There was also the commercial imperative.  Literary historians have documented the simultaneous proliferation of melodramas produced for the English stage during the nineteenth century (notably adaptations of novels by popular authors such as Charles Dickens (1812–1870) and Sir Walter Scott (1771–1832)) and the paucity in original work of substance.  There are some who have argued the writers had “lost their ear” for dramatic verse and prose but it more likely they realized they had “lost their audiences” and these were people with bills to pay (the term “potboiler” was coined later to describe “books written only to provide food for the stove” but few authors of popular fiction have ever been far removed from concerns with their sales).  The reason the melodramas which flourished in the 1800s were so popular will be unsurprising to modern film-makers, political campaign strategists and other content providers for they can be deconstructed as a class of naively sensational entertainment in which the protagonists & antagonists were excessively virtuous or exceptionally evil (thus all tiresome complexities reduced for something black & white), the conflict played out with blood, thrills and violence (spectres, ghouls, witches & vampires or the sordid realism of drunkenness, infidelity or personal ruin used as devices as required).

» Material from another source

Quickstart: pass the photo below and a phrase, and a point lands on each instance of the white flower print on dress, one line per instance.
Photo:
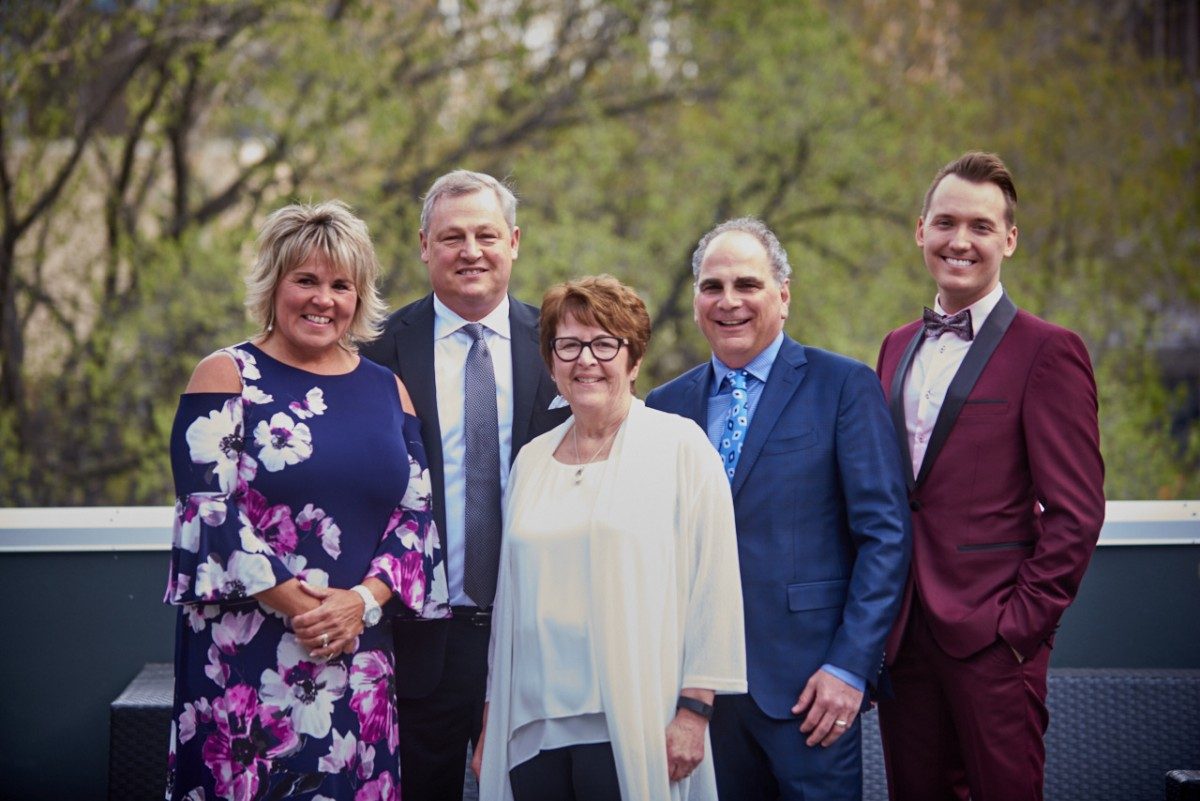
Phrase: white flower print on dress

The word “melodrama” appears often in commentaries on politics and that’s a trend which was probably accelerated by the presentation moving for most purposes to screens and Donald Trump (b 1946; US president 2017-2021) revolutionizing the business by applying the tricks & techniques of reality TV (itself an oxymoron) meant the whole process can now be thought an unfolding melodrama, indeed, the Trump model cannot work as anything else.  The idea of “politics as theatre” was first discussed in the US in the 1960s but then a phenomenon like Mr Trump would have been thought absurdly improbable.

Because of the popularity of the form, melodrama has rarely found much favor with the critics and that old curmudgeon Henry Fowler (1858–1933) in A Dictionary of Modern English Usage (1926) noted (and, one suspects, not without some satisfaction) that the term generally was “…used with some contempt, because the appeal of such plays as are acknowledged to deserve the title is especially to the unsophisticated & illiterate whose acquaintance with human nature is superficial, but whose admiration for goodness and detestation of wickedness is ready & powerful.”  Henry Fowler moved among only a certain social stratum.  He added that the task of the melodramatist’s was to establish in the audience’s mind the notion of the dichotomous characters as good & wicked and then “…provide striking situations that shall provoke and relieve anxieties on behalf of poetic justice.”  One device once used to produce the desired effect was of course music and a whole academic industry emerged in the mid-twentieth century to explain how different sounds could be used to suggest or summon certain emotions and because music increasingly ceased to be an essential part of the melodramatic form, the situations, dialogue and events in purely textual productions became more exaggerated.